CEO AG&P LNG and Commissioner AGP Indonesia Utama Karthik Sathyamoorthy memastikan pihaknya mendukung upaya pengembangan infrastruktur midstream LNG di Indonesia yang diinisiasi oleh PLN EPI. Selain menggandeng konsorsium tersebut, PLN EPI juga sebelumnya mengajak Indokorea Gas Consortium untuk merealisasikan gasifikasi pembangkit listrik di klaster Nusa Tenggara melalui pengembangan infrastruktur midstream LNG. Pengembangan infrastruktur midstream LNG di wilayah Nusa Tenggara akan mencakup enam lokasi di Pulau Lombok, Sumbawa, Flores, dan Timor dengan total kapasitas 377 MW pada tahap pertama.
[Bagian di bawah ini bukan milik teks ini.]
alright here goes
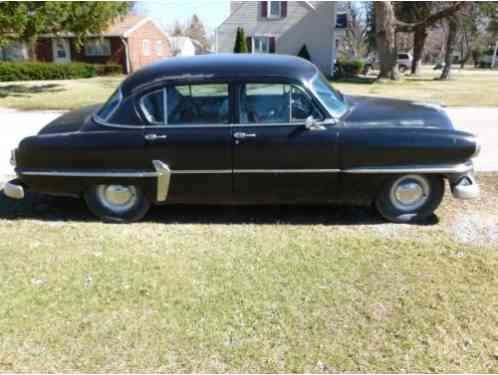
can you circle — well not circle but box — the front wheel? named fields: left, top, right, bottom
left=84, top=184, right=151, bottom=223
left=375, top=174, right=445, bottom=223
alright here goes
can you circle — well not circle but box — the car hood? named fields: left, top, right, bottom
left=38, top=104, right=102, bottom=135
left=342, top=96, right=454, bottom=129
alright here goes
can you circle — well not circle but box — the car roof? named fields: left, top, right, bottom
left=121, top=53, right=319, bottom=95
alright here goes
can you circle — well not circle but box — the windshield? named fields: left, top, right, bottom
left=96, top=88, right=122, bottom=121
left=311, top=73, right=348, bottom=118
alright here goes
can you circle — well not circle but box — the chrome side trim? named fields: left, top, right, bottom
left=152, top=160, right=171, bottom=202
left=172, top=170, right=232, bottom=174
left=233, top=169, right=341, bottom=173
left=19, top=170, right=158, bottom=178
left=343, top=163, right=473, bottom=175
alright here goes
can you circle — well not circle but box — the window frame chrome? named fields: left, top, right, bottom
left=94, top=87, right=123, bottom=123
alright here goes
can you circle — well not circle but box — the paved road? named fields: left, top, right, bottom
left=0, top=107, right=497, bottom=177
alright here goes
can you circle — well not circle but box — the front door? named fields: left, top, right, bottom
left=52, top=38, right=71, bottom=63
left=233, top=82, right=340, bottom=203
left=140, top=82, right=233, bottom=204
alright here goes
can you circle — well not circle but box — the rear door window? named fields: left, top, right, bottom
left=168, top=84, right=229, bottom=125
left=139, top=83, right=230, bottom=126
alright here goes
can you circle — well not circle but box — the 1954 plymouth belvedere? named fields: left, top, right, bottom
left=4, top=54, right=480, bottom=223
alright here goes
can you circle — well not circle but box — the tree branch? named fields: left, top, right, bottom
left=395, top=2, right=466, bottom=33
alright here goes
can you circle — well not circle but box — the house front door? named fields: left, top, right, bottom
left=52, top=39, right=71, bottom=63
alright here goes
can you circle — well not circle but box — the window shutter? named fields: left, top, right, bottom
left=261, top=1, right=268, bottom=18
left=269, top=37, right=276, bottom=53
left=281, top=2, right=287, bottom=17
left=246, top=37, right=252, bottom=53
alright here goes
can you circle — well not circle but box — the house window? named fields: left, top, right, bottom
left=84, top=39, right=111, bottom=57
left=269, top=1, right=282, bottom=18
left=155, top=40, right=163, bottom=56
left=253, top=36, right=270, bottom=53
left=143, top=40, right=151, bottom=56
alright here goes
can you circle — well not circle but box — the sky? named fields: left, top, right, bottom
left=135, top=1, right=231, bottom=34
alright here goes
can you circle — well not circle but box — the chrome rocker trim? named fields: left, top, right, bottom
left=3, top=180, right=24, bottom=200
left=343, top=162, right=473, bottom=175
left=15, top=162, right=476, bottom=202
left=152, top=160, right=171, bottom=202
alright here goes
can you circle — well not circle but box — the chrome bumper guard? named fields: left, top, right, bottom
left=3, top=179, right=24, bottom=200
left=451, top=174, right=480, bottom=200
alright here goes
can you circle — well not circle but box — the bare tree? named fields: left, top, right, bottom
left=440, top=16, right=458, bottom=79
left=374, top=1, right=466, bottom=80
left=337, top=2, right=369, bottom=59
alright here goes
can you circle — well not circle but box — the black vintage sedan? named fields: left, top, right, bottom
left=5, top=54, right=480, bottom=223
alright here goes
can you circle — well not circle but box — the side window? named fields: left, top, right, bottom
left=240, top=83, right=290, bottom=124
left=167, top=84, right=229, bottom=125
left=291, top=86, right=323, bottom=122
left=141, top=90, right=165, bottom=125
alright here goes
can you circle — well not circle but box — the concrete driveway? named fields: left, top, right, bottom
left=0, top=107, right=497, bottom=176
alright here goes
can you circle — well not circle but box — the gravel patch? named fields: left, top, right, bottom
left=451, top=214, right=498, bottom=249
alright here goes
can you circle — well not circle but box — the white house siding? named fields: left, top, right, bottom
left=216, top=1, right=337, bottom=76
left=170, top=37, right=197, bottom=57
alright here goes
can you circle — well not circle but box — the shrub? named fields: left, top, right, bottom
left=0, top=62, right=96, bottom=81
left=94, top=64, right=123, bottom=76
left=298, top=45, right=311, bottom=61
left=233, top=27, right=248, bottom=53
left=0, top=62, right=122, bottom=82
left=334, top=59, right=365, bottom=79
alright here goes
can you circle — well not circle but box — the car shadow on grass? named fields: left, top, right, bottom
left=0, top=84, right=64, bottom=98
left=0, top=191, right=440, bottom=226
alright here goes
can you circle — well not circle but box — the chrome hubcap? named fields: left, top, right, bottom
left=390, top=175, right=430, bottom=212
left=96, top=185, right=138, bottom=213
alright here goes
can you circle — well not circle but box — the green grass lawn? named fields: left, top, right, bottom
left=0, top=174, right=497, bottom=372
left=333, top=67, right=498, bottom=107
left=0, top=66, right=497, bottom=111
left=0, top=76, right=123, bottom=111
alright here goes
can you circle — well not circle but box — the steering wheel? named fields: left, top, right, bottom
left=291, top=93, right=313, bottom=120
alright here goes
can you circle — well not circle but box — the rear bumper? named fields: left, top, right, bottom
left=451, top=174, right=480, bottom=200
left=3, top=179, right=25, bottom=200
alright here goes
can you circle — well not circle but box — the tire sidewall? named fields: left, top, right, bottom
left=376, top=174, right=445, bottom=223
left=84, top=185, right=151, bottom=223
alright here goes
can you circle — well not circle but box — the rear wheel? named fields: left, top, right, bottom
left=375, top=174, right=445, bottom=223
left=84, top=184, right=150, bottom=223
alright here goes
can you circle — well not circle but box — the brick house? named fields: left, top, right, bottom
left=34, top=15, right=172, bottom=73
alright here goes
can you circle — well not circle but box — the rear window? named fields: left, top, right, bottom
left=398, top=54, right=409, bottom=59
left=96, top=88, right=122, bottom=121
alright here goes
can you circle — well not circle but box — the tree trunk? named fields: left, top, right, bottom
left=440, top=18, right=457, bottom=80
left=26, top=36, right=38, bottom=61
left=411, top=26, right=427, bottom=75
left=374, top=2, right=400, bottom=80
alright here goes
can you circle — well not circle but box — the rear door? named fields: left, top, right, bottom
left=232, top=82, right=341, bottom=203
left=139, top=82, right=233, bottom=204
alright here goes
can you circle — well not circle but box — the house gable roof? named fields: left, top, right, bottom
left=41, top=15, right=169, bottom=40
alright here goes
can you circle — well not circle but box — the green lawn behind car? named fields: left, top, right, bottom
left=0, top=66, right=497, bottom=111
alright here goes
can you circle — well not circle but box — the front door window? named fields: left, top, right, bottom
left=239, top=83, right=322, bottom=124
left=253, top=37, right=270, bottom=53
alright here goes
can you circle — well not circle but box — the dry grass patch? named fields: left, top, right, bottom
left=0, top=173, right=498, bottom=372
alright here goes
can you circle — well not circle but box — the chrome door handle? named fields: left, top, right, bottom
left=145, top=134, right=168, bottom=141
left=233, top=132, right=257, bottom=140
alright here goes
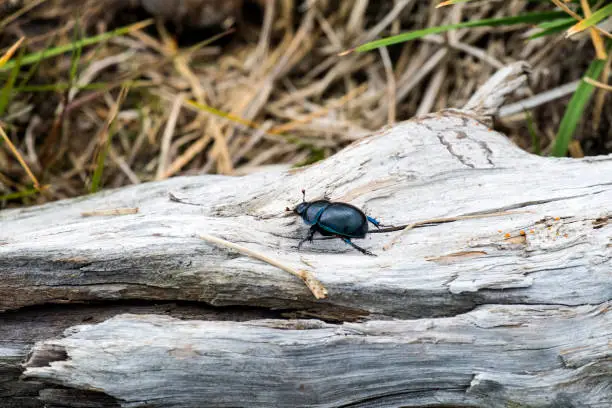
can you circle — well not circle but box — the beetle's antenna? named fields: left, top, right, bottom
left=301, top=189, right=306, bottom=202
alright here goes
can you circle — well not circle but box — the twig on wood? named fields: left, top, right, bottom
left=198, top=233, right=328, bottom=300
left=81, top=208, right=139, bottom=217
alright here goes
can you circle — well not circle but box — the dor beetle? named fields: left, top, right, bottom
left=287, top=190, right=384, bottom=256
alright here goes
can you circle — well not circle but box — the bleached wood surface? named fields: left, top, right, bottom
left=1, top=62, right=611, bottom=407
left=23, top=306, right=611, bottom=408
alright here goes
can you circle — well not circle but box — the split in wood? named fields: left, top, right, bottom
left=379, top=211, right=529, bottom=250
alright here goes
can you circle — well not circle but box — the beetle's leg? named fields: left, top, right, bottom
left=341, top=238, right=377, bottom=257
left=297, top=226, right=317, bottom=250
left=367, top=215, right=397, bottom=229
left=367, top=216, right=382, bottom=229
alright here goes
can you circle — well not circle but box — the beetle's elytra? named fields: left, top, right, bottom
left=288, top=190, right=382, bottom=256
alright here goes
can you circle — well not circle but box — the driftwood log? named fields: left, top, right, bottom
left=1, top=62, right=611, bottom=407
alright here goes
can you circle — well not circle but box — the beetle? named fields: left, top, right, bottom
left=287, top=190, right=384, bottom=256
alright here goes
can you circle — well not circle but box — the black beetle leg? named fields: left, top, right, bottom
left=341, top=237, right=377, bottom=257
left=297, top=226, right=317, bottom=250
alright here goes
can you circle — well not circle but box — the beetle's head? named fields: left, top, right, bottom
left=293, top=201, right=309, bottom=215
left=286, top=189, right=309, bottom=215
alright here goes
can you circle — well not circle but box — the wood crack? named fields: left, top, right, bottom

Korea Gas Corporation, salah satu anggota konsorsium Indokorea Gas optimistis bisa menggarap Nusa Tenggara dengan baik, karena memiliki pengalaman dalam pengembangan fasilitas terminal dan regasifikasi LNG, terutama di Korea Selatan.
BUMN lainnya, PT Pertamina (Persero) juga aktif meningkatkan pemanfaatan gas untuk mendukung upaya pemerintah melaksanakan transisi energi. Salah satu upaya yang dilakukan perseroan adalah mengembangkan Pembangkit Listrik Gas Uap (PLTGU) Jawa-1 dengan kapasitas 1760 MW. PLTGU itu pun diklaim siap beroperasi secara penuh setelah melewati serangkaian tes, seperti plant reliability run & net dependable capacity test.
PENSIUN DINI PLTU : CEP Pacu Transisi Energi
Pembangkit Listrik Tenaga Uap (PLTU) Cirebon Unit 1 sejatinya masih bisa beroperasi hingga 2042, tetapi operator memutuskan untuk memensiunkan pembangkit ini pada awal Desember 2035 lantaran ingin turut serta mempercepat transisi energi. Wakil Direktur Utama PT Cirebon Electric Power (CEP)Joseph Pangalila mengungkapkan bahwa langkah tersebut diambil sebagai salah satu upaya dan komitmen dari perseroan dalam melakukan transisi energi yang sudah disepakati dalam Konferensi Tingkat Tinggi (KTT) G20 di Bali 2 tahun lalu. “Cirebon Power menjadi pilot project pensiun dini, karena kami berkomitmen berpartisipasi mempercepat transisi energi di Indonesia. Pensiun dini bukan karena pembangkit ini kotor,” kata nya di Kota Cirebon, Rabu (27/3). Dia menjelaskan bahwa rencana ‘suntik mati’ PLTU Cirebon Unit 1 sudah dibubuhkan dalam tanda tangan nota kesepahaman atau momerandum of understanding (MoU) Asian Development Bank (ADB), PT Perusahaan Listrik Negara (Persero) atau PLN, Indonesian Investment Authority (INA), dan pemilik PLTU Cirebon, Cirebon Electric Power (CEP).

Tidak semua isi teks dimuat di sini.